5 Since we desire to ensure, in Christ, that the stability of the canons should always remain firm in the churches, we renew and confirm the limits and conditions which were formerly decreed by the holy apostles and our holy fathers and which made it a law in the church that nobody, who is a neophyte in the faith or priestly office, should be made a bishop, lest he be puffed up and fall into the judgment and snare of the devil, as the Apostle says. Therefore, in accordance with the previous canons, we declare that nobody of senatorial rank or a secular way of life, who has recently been admitted to the tonsure with the intention or expectation of the honour of becoming a bishop or patriarch, and who has been made a cleric or monk, should rise to such a level, even if he is shown to have completed a considerable time in each stage of the divine priesthood. For it is clear that the tonsure was not received for religious reasons, love of God or hope of progressing along the path of the virtues, but for love of glory and honour. We exclude such people still more rigorously if they are pushed forward by imperial backing.

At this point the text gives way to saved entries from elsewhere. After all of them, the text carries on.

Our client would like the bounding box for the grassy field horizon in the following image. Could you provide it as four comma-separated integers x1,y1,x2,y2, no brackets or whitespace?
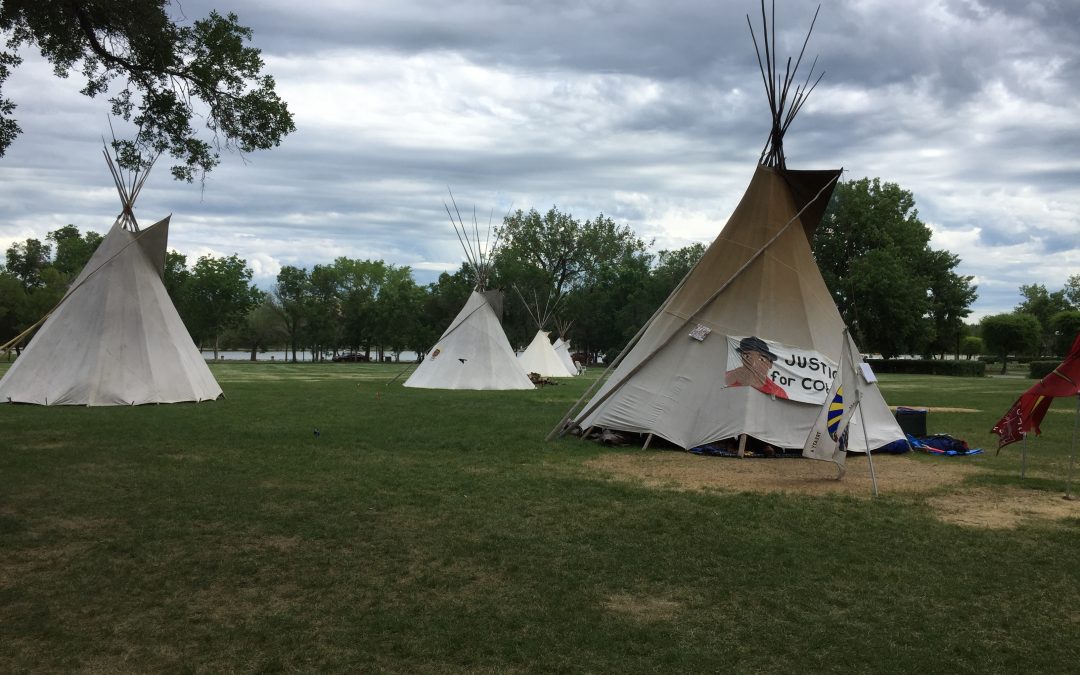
3,362,1079,672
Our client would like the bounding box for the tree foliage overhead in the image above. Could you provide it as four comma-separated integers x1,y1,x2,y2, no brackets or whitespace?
0,0,295,180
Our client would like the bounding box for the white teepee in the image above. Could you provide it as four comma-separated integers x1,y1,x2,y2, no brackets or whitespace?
550,5,903,453
0,152,223,405
553,337,579,375
514,289,576,378
518,330,575,378
404,194,533,390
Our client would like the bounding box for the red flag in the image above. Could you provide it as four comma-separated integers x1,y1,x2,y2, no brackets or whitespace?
992,333,1080,449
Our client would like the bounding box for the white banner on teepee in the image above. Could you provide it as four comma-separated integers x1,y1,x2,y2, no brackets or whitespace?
803,331,861,467
724,335,838,404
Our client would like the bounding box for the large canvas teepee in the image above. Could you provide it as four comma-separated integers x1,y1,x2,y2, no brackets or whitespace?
550,5,903,452
0,152,222,405
404,196,533,390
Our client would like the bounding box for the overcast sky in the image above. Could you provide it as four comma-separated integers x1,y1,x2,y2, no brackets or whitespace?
2,0,1078,320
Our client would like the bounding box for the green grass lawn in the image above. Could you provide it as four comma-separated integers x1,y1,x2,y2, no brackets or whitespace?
2,362,1079,673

However, if someone gives no suspicion of seeking the worldly benefits just mentioned, but, prompted by the actual good of a humility which is centred on Christ, renounces the world and becomes a cleric or monk and, while passing through every ecclesiastical grade, is found without reproach and of good character during the periods of time currently established, so that he completes one year in the order of lector, two in that of subdeacon, three as deacon and four as priest, this holy and universal synod has decreed that such a one may be chosen and admitted. As for those who have remained religiously in the order of cleric or monk and have been judged worthy of the dignity and honour of the episcopacy, we reduce the aforesaid period of time to that which the superiors of these bishops approved at the time. If, however, anyone has been advanced to this supreme honour contrary to this directive of ours, he must be condemned and completely excluded from all priestly functions, because he has been elevated contrary to the sacred canons.
6 It appears that Photius, after the sentences and condemnations most justly pronounced against him by the most holy pope Nicholas for his criminal usurpation of the church of Constantinople, in addition to his other evil deeds, found some men of wicked and sycophantic character from the squares and streets of the city and proposed and designated them as vicars of the three most holy patriarchal sees in the east. He formed with these a church of evil-doers and a fraudulent council and set in motion accusations and charges entailing deposition against the most blessed pope Nicholas and repeatedly, impudently and boldly issued anathemas against him and all those in communion with him. The records of all these things have been seen by us, records which were cobbled together by him with evil intent and lying words, and all of which have been burnt during this very synod.
Therefore, to safeguard church order, we anathematize first and foremost the above-mentioned Photius for the reason given; next everyone who henceforth acts deceitfully and fraudulently and falsifies the word of truth and goes through the motions of having false vicars or composes books full of deceptions and explains them in favour of his own designs. With equal vigour Martin, the most holy pope of Rome, a valiant contender for the true faith, rejected behaviour of this kind by a synodal decree.